The compensation judge concluded that, as the stipulation listed specific dates of orthopedic injuries, and did not include any dates or injury claims that the employee was currently raising, it did not close out the current claims. The judge cited on Sweep v. Hanson Silo Co.[15] for the proposition that a stipulation may only cover claims specifically mentioned in the agreement. In the recent case of Ryan v. Potlatch Corp., our supreme court reviewed the Sweep decision and explained that its holding affirmed the determination that “a settlement agreement could not close out other distinct, work-related injuries not at issue in the claim petition and, therefore, not in dispute at the time of the agreement.”[16] Since the compensation judge applied the holding in Sweep and Ryan correctly, we affirm the determination that the employee’s current claims are not directly barred by the stipulation.

We do not accept the appellants’ argument that the stipulation’s close out of permanent total disability for the specific listed injuries in the stipulation has any effect on an award of permanent total disability here. What was closed out was not the general benefit of permanent total disability from any condition, but only permanent total disability that might arise as a result of the specific listed conditions. To rule otherwise would in essence apply portions of the stipulation to close out certain benefits for injuries not specifically closed out in it – a result directly contrary to the holding in Sweep.



[1] Gillette v. Harold, Inc., 257 Minn. 313, 101 N.W.2d 200, 21 W.C.D. 105 (1960).

[2] The employee testified that he believed the blackouts were caused by the pain pills he was prescribed, and that after he stopped taking the pain pills, the blackouts also stopped. See Transcript at 73-74.

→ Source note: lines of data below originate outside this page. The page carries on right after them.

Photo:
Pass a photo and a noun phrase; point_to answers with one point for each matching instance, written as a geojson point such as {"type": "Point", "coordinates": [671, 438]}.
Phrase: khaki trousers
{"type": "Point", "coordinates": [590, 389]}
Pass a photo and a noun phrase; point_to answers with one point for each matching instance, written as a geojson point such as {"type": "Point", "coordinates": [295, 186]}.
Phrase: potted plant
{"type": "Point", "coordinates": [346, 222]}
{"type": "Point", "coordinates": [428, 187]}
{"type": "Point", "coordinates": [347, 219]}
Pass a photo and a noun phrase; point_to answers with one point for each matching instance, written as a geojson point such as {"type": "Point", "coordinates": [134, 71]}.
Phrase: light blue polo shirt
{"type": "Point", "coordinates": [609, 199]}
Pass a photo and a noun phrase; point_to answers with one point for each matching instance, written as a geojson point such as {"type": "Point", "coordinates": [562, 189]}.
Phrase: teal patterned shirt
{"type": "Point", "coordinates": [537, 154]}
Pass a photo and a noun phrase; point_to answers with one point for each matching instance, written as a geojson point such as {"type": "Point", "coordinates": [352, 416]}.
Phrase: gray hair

[3] The employee has macular degeneration. There is no claim that the macular degeneration was caused by football.

[4] Minn. Stat. § 176.421, subd. 1(3).

[5] Hengemuhle v. Long Prairie Jaycees, 358 N.W.2d 54, 59, 37 W.C.D. 235, 239 (Minn. 1984).

[6] Id. at 60, 37 W.C.D. at 240.

[7] Northern States Power Co. v. Lyon Food Prods., Inc., 304 Minn. 196, 201, 229 N.W.2d 521, 524 (1975).

[8] 257 Minn. 313, 101 N.W.2d 200, 206, 21 W.C.D. 105, 113 (1960).

[9] Slip op. (W.C.C.A. May 22, 2000).

[10] Steffen v. Target Stores, 517 N.W.2d 579, 581, 50 W.C.D. 464, 467 (Minn. 1994); Marose v. Maislin Transport, 413 N.W.2d 507, 512, 40 W.C.D. 175, 182 (Minn. 1987).

[11] See Exh. E at 15; T. at 141.

[12] Williams v. Minn. Vikings Football Club, No. WC56-5924 (W.C.C.A. July 12, 2016).

[13] Greer v. Minn. Vikings Football Club, No. WC14-5693 (W.C.C.A. Sept. 30, 2014).

[14] As briefed by the Appellants here, the question of when the employee as a reasonable person should have recognized the nature, seriousness, and probable compensable character of the condition is a key issue in this matter. Also raised by the appellants as a key issue is the date when the disablement began. In light of evidence indicating that medical science has only recently drawn a connection between head trauma and the latent onset of dementia, we ask the compensation judge to review and consider dates raised by the appellants and respondents.

[15] 391 N.W.2d 817, 39 W.C.D. 51 (Minn. 1986).

[16] 882 N.W.2d 220, 224, 76 W.C.D.491, 497 (Minn. 2016).